In a market where investor confidence can hinge on a single tweet or press release, the Treasury Department’s expected issuance of a staggering $1.3 trillion in Treasury bills (T-bills) by year’s end might seem like cause for concern. But financial experts at Deutsche Bank are here to allay your fears.

The worry? This huge wave of new debt could siphon liquidity away from stocks, affecting their performance. The good news, according to the Deutsche Bank analysis, is that the effect on Federal Reserve liquidity, and therefore on stocks, may not be as drastic as Wall Street prognosticators predict.

Deutsche Bank experts anticipate that a significant portion of this net issuance will be snapped up by money market funds and foreign central banks. This would happen as these entities shift their holdings from Fed repo programs to take advantage of more attractive T-bill yields. This shift would then reduce the impact on the widely-watched measure of Fed liquidity.

The widely-accepted theory that stock performance hinges heavily on the Fed’s liquidity isn’t as robust as it seems, the analysts argue. They suggest that the critical drivers of the equity rally since the Great Financial Crisis, and over the last three years, have actually been fundamentals like corporate earnings and macroeconomic growth.

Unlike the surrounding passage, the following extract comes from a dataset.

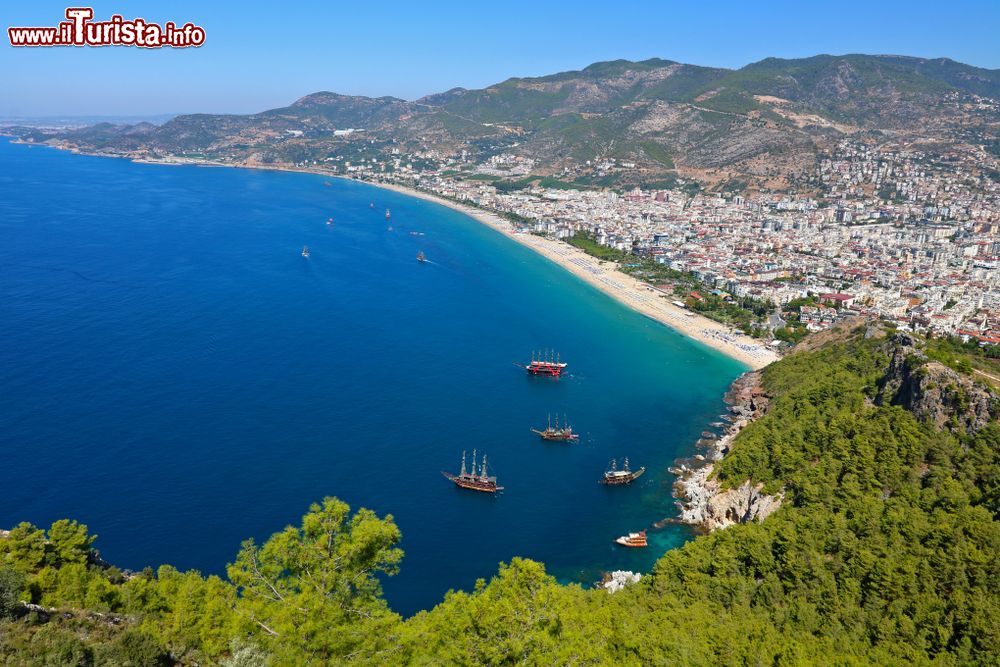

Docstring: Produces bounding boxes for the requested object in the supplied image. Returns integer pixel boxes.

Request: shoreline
[12,140,779,371]
[368,183,778,370]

At first glance, the correlation between Fed liquidity and stocks seems strong in the short term. But a more comprehensive review reveals inconsistency, which suggests that this correlation could be merely coincidental.

The Deutsche Bank report stresses that nearly all gains in the S&P 500 since the GFC align 1:1 with an increase in earnings. The small portion of gains driven by changes in the equity multiple can also be linked to fundamental drivers like payout ratios and inflation, leaving a minuscule role for liquidity, if any at all.

Interestingly, the connection between equities and macro growth is long-standing and solid. However, Deutsche Bank analysts argue that while liquidity appears correlated with growth, it doesn’t necessarily drive growth. Noting the lag between changes in monetary policy and their impact on growth, they believe growth actually drives demand for liquidity, and by extension, equities.

In a recent note, Deutsche Bank estimated that the Treasury will issue $1.6 trillion in T-bills over 2023. This follows the suspension of the debt limit, allowing the Treasury to restore its depleted cash reserves.

So for those investors unnerved by the imminent trillion-dollar debt wave, Deutsche Bank’s perspective offers a comforting alternative viewpoint. It seems the market monster may not be as scary as it first appears.